An even more interesting usage pattern that has been suggested is to use the DLT to store an audit trail of data accesses rather than, or in addition to, the information itself. The data controller/processor organisation would store, in an irrevocable and tamper-evident fashion, a time-stamped record of every access to every item of the customer data (identified by its hash, so we could later verify exactly what
had been accessed), together with the evidence presented by the accessor that proved that it was authorised for access.
This sounds like a neat way of protecting the privacy of personal data. You could even imagine forcing the accessor (say, an insurance company) to have to present an authorisation token obtained from the customer (the individual requesting insurance) before being authorised by the data controller (say, the NHS) to access a certain part
of the record of that customer. Corporations, both those requesting access and those granting access, would be less likely to misuse the personal data of their users if evidence of the access patterns were recorded for ever in this global audit trail and if they, therefore, had to provide evidence that they had been given that consent for every access.

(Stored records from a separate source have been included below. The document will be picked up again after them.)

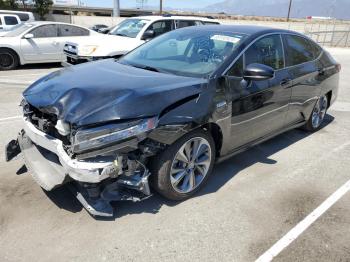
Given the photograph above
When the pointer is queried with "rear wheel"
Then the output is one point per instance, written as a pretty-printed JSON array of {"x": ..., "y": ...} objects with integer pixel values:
[
  {"x": 318, "y": 114},
  {"x": 184, "y": 167},
  {"x": 8, "y": 59}
]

But, in practice, I am not particularly optimistic that this is how it will play out. The various megacorps have their own interests at heart regarding using and misusing the personal
data of their and others’ customers.
A small-scale demonstration of how the tussle is likely to play out can be seen by observing how the request for user consent works for cookies on websites. In theory, regulation says that websites may only install cookies with the consent of the user. In practice, websites extort this consent by making their pages essentially unusable until the user grants it. They make the workflow to say “No” much more cumbersome than the streamlined one to say “Yes”, therefore complying with the letter but not the spirit of the law.

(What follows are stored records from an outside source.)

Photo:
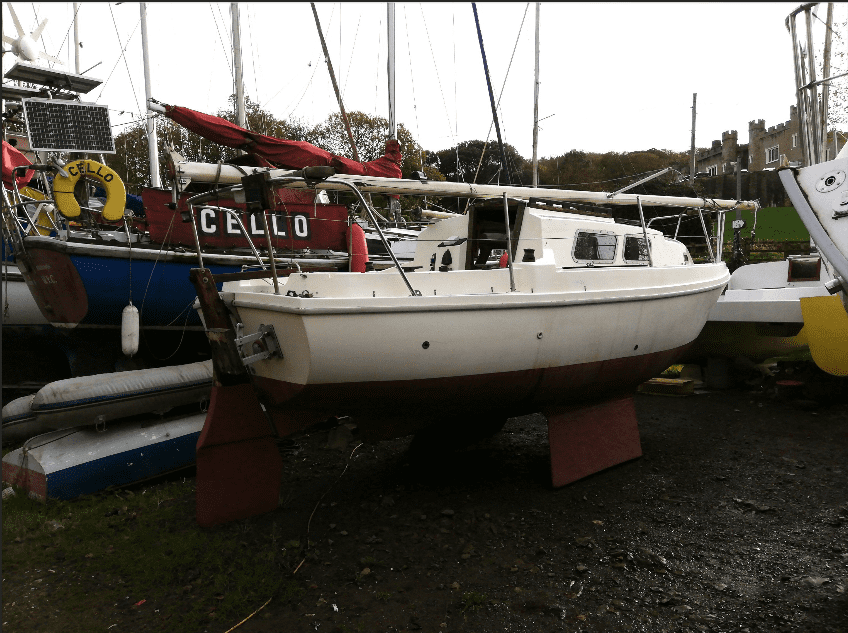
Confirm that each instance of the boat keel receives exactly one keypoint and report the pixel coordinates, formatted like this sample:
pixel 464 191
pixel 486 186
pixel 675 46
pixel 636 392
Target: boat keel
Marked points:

The General Data Protection Regulation has brought in an unprecedented level of consumer protection, but has been fought at every stage by lobbyists from major companies. A recent news report stated: “Facebook has targeted politicians around the world...[pressuring] them into lobbying on Facebook’s behalf against data privacy legislation, an explosive new leak of internal Facebook documents has revealed.”

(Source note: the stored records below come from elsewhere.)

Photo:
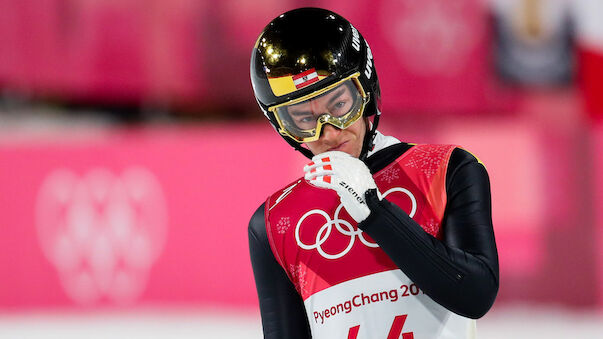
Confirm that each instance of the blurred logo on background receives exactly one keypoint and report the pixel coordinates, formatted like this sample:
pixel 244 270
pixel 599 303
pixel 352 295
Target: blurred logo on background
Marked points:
pixel 102 231
pixel 431 37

The fact that DLT might be used to audit data accesses and deter misuse does not necessarily mean it will be used that way, unless some strong-hearted and persistent white knight in shining armour takes on the powerful megacorps to protect the privacy of personal data for consumers.
Frank Stajano is a full professor of security and privacy at the University of Cambridge, where he is the head of the Academic Centre of Excellence in Cyber Security Research. He is also the managing director and co-founder of Cambridge Cyber, a provider of penetration testing and security consulting services.